Minister Leo Varadkar was giving his speech at the Michael Collins and Arthur Griffith commemoration in Glasnevin cemetery today.

Minister for Social Protection Leo Varadkar
Minister for Social Protection Leo Varadkar
Image: Paul Walsh

THE MINISTER FOR Social Protection, Leo Varadkar says he foresees a united Ireland at some point in the future, however, he did not say when.

Speaking at the Michael Collins and Arthur Griffith commemoration in Glasnevin cemetery he said this would not be achieved ”through assimilation or the crude majoritarianism in a border poll”.

I share the vision of An Taoiseach that foresees a united Ireland at some point in the future, and I share his belief in how it should be achieved.

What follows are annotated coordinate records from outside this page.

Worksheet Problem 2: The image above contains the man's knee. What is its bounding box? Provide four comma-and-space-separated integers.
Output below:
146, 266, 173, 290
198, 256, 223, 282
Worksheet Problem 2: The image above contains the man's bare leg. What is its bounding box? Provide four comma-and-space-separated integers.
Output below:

Varadkar said this must be achieved “through respect and consent”.

His statement today comes two months after Taoiseach Enda Kenny raised the possibility of a border poll as part of negotiations over the UK’s departure from the EU.

Since soundings of a united Ireland were voiced by those in Fine Gael, Sinn Féin, who have long called for a border poll, have pounced on the expediting of a poll and push for a united Ireland.

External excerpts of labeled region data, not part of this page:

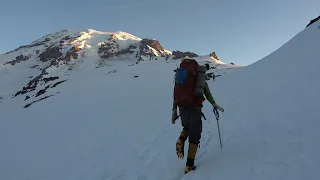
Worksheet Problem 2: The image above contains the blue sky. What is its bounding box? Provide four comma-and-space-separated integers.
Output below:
0, 0, 320, 65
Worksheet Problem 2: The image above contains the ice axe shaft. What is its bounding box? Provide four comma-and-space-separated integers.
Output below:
213, 108, 222, 149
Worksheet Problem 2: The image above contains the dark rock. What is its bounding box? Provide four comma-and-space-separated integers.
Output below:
210, 52, 219, 60
51, 80, 67, 88
172, 51, 198, 59
36, 86, 50, 97
140, 39, 164, 52
4, 55, 30, 66
39, 46, 62, 62
24, 96, 30, 100
30, 65, 39, 68
306, 16, 320, 28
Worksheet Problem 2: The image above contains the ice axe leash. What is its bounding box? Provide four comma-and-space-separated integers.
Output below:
213, 108, 222, 149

Perhaps a side swipe to some opposition parties, Varadkar said:

Often the people who speak loudest about republican values, are the least when it comes to honouring them.


All eyes have been on the minister recently due to speculation of a leadership battle within the party as to who will step into Taoiseach Enda Kenny’s shoes when he decides his time is up.

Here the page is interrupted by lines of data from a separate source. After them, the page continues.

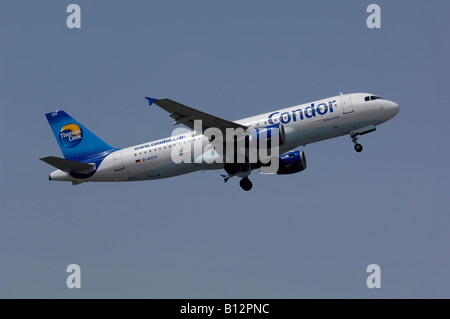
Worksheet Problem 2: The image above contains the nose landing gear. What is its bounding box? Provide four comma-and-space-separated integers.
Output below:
350, 134, 363, 153
239, 177, 253, 191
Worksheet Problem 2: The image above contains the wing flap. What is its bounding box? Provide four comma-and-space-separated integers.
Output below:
146, 97, 247, 132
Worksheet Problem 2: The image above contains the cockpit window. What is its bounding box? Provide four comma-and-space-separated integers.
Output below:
364, 95, 382, 101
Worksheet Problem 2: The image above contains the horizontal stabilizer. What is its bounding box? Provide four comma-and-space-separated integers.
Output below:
40, 156, 95, 174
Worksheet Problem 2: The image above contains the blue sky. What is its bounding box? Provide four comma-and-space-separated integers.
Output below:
0, 1, 450, 298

With some in the media, tipping today’s speech as having elements of a “leadership speech”, any stage the minister takes to in the near future will increase speculation.

Today he drew comparisons between what future Collins and Griffith wanted for Ireland and how his party hopes to make it a reality.

He said Fine Gael followed Collins’ idea of taxation, that it should ”encourage rather than discourage industry”.

Pointing to some of his windfall tax system announcements of late, the minister said:

That is the same belief we have in Fine Gael today. That a functioning tax system should both encourage business and reward individuals as well as providing for those who need protection.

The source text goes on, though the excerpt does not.